The Interquartile Range (IQR) Calculator finds the spread of the middle 50% of a data set by calculating the first quartile (Q1), median (Q2), third quartile (Q3), and the IQR (Q3 − Q1).
The IQR is a powerful way to measure variability while ignoring extreme values, making it especially useful in real-life data analysis and school statistics.
What does the calculator do?
- Sorts the data set in ascending order.
- Finds quartiles:
Q1 = lower quartile (25th percentile)
Q2 = median (50th percentile)
Q3 = upper quartile (75th percentile) - Calculates the IQR = Q3 − Q1.
- Displays results clearly for Q1, Q2, Q3, and IQR.
- Copy results with one click for easy use in assignments.
Worked examples
Example 1 — Small set
Data: 6, 7, 15, 36, 39, 40, 41, 42, 43, 47, 49
- Q1 = 15
- Q2 = 40
- Q3 = 43
- IQR = 43 − 15 = 28
Example 2 — Even set
Data: 10, 20, 30, 40, 50, 60, 70, 80
- Q1 = 25
- Q2 = 45
- Q3 = 65
- IQR = 65 − 25 = 40
Example 3 — Real-life salaries ($000)
Data: 28, 30, 32, 34, 36, 38, 40, 120
- Q1 = 31
- Q2 = 35
- Q3 = 39
- IQR = 39 − 31 = 8
This shows the middle 50% of salaries (31k–39k), ignoring the outlier (120k).
Why is it important?
- In school: Introduces quartiles, medians, and a robust measure of spread.
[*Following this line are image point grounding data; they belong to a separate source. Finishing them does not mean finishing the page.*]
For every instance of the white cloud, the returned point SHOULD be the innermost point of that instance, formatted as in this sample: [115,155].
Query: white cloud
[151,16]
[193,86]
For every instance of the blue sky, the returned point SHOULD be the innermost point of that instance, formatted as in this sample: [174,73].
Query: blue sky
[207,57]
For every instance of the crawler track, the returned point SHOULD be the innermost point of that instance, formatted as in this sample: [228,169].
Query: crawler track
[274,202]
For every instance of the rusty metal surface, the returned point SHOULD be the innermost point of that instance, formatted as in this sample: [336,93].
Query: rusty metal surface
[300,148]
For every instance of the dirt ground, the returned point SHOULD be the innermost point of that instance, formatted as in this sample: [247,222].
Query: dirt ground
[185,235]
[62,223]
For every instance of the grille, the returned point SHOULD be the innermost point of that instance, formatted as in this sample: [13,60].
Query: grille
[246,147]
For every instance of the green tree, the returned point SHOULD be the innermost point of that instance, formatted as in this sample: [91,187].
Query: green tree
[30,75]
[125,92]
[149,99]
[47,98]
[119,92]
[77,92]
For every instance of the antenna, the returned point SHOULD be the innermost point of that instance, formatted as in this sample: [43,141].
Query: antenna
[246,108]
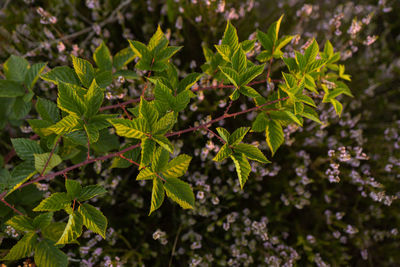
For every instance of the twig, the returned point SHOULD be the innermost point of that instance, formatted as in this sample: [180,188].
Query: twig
[117,154]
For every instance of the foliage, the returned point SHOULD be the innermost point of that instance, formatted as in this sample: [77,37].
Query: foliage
[75,126]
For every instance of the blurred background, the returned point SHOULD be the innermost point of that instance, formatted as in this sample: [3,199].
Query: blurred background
[330,197]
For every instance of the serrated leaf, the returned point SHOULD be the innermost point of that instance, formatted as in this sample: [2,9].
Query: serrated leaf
[10,88]
[93,219]
[180,192]
[67,125]
[311,52]
[163,125]
[73,187]
[43,220]
[102,57]
[148,112]
[230,37]
[223,153]
[23,248]
[84,70]
[230,74]
[223,133]
[25,148]
[260,123]
[274,135]
[157,195]
[72,230]
[251,152]
[187,82]
[15,68]
[47,110]
[21,223]
[33,74]
[146,154]
[136,128]
[54,202]
[41,160]
[250,74]
[177,167]
[146,174]
[61,74]
[47,255]
[239,60]
[69,101]
[164,142]
[243,167]
[238,135]
[93,98]
[89,192]
[160,159]
[123,57]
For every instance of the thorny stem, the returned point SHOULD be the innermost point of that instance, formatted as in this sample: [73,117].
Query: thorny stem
[117,154]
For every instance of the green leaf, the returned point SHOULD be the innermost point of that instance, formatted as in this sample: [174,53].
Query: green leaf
[230,37]
[157,194]
[54,202]
[93,98]
[164,142]
[93,219]
[223,133]
[160,159]
[163,125]
[25,148]
[146,174]
[21,223]
[15,68]
[260,123]
[61,74]
[47,255]
[338,106]
[251,152]
[41,160]
[89,192]
[136,128]
[33,74]
[10,88]
[66,125]
[43,220]
[72,230]
[250,74]
[239,60]
[146,154]
[73,187]
[238,135]
[230,74]
[274,135]
[243,167]
[102,57]
[69,101]
[84,70]
[148,112]
[223,153]
[311,52]
[177,167]
[23,248]
[180,192]
[123,57]
[187,82]
[47,110]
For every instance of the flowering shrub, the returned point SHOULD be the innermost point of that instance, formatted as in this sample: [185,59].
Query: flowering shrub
[327,197]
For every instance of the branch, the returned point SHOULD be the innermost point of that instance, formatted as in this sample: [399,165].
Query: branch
[117,154]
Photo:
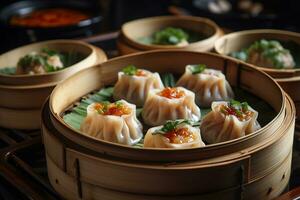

- In real life: Used in finance, research, and business to describe data without being misled by extreme outliers.
- In advanced statistics: Forms the basis for boxplots, detecting outliers, and non-parametric analysis.
Frequently Asked Questions
Q1: Why is IQR better than range?
IQR ignores extreme values and focuses on the middle 50%, so it’s less affected by outliers.
Q2: Can I use decimals or negative numbers?
Yes. The calculator works with any real numbers.
Q3: What does a large IQR mean?
It means the data in the middle 50% is widely spread out.
Q4: What does a small IQR mean?
It means the middle 50% of the data is tightly clustered.